In an example of how our online and offline worlds are beginning to collide, Rebecca Minkoff, designer and retailer of handbags, apparel and accessories, in November 2014 unveiled its "Connected Store" in two locations, one in New York's SoHo neighborhood and one in San Francisco. The store used Connected Glass and other technologies from eBay to merge the experiences of shopping online and shopping in a brick-and-mortar store via "Connected Walls" — oversized mirrored displays where customers can view videos, browse content, request items to be sent to fitting rooms, push checkout to their mobile phone, have the items shipped home, and even order beverages.
Inside fitting rooms, customers can continue to interact with connected mirrors to request assistance or other items, save their items to mobile for later, check out and even change the lighting to better reflect the atmosphere in which they plan to wear the garment, says creative director and co-founder Rebecca Minkoff. ("SoHo after dark" is the current SoHo store favorite.)
Additionally, merchandise is equipped with UHF RFID tags from Avery Dennison that allow dressing rooms to identify the merchandise when it is brought in, enabling the store not only to keep track of inventory in real time, but also to provide a better customer experience, says CEO and co-founder Uri Minkoff. From inside the dressing room, a customer can find out, for example, what other sizes and colors are available in the store, or receive recommendations about complementary items, he says.

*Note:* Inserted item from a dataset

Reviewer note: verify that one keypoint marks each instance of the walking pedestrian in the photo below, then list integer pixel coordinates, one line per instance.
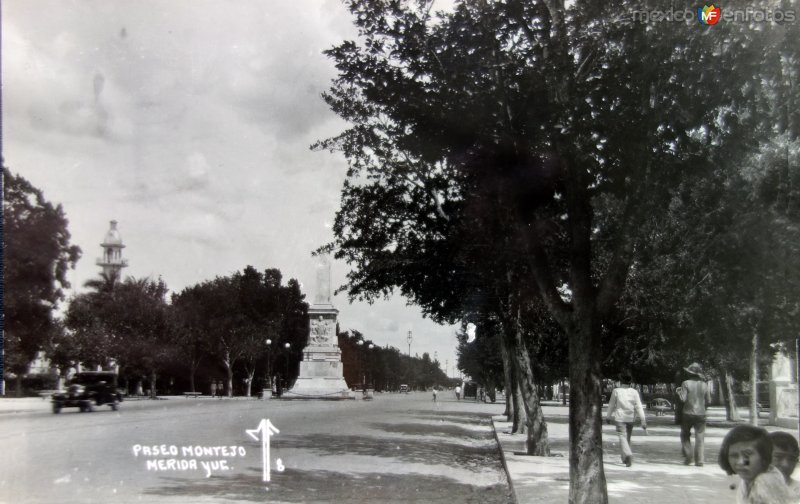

Shoppers can also take their entire "fitting room" with them via the Rebecca Minkoff iOS mobile app, adding to their own personal profiles, while each store associate is equipped with a mobile companion app to the fitting room and connected wall, which gives them full insight into customer requests, product details, and inventory across channels so that they can quickly and easily provide assistance to customers. It also integrates into the mobile POS, so that they can streamline the checkout process.
After they leave the store, shoppers can return merchandise easily across all channels and learn more about products they interacted with in the store; that same trail of information is also available to Rebecca Minkoff, which can now collect information in-store about what customers browse, try on and buy, just as they do online.
Sounds like a dream come true for the retailer, too.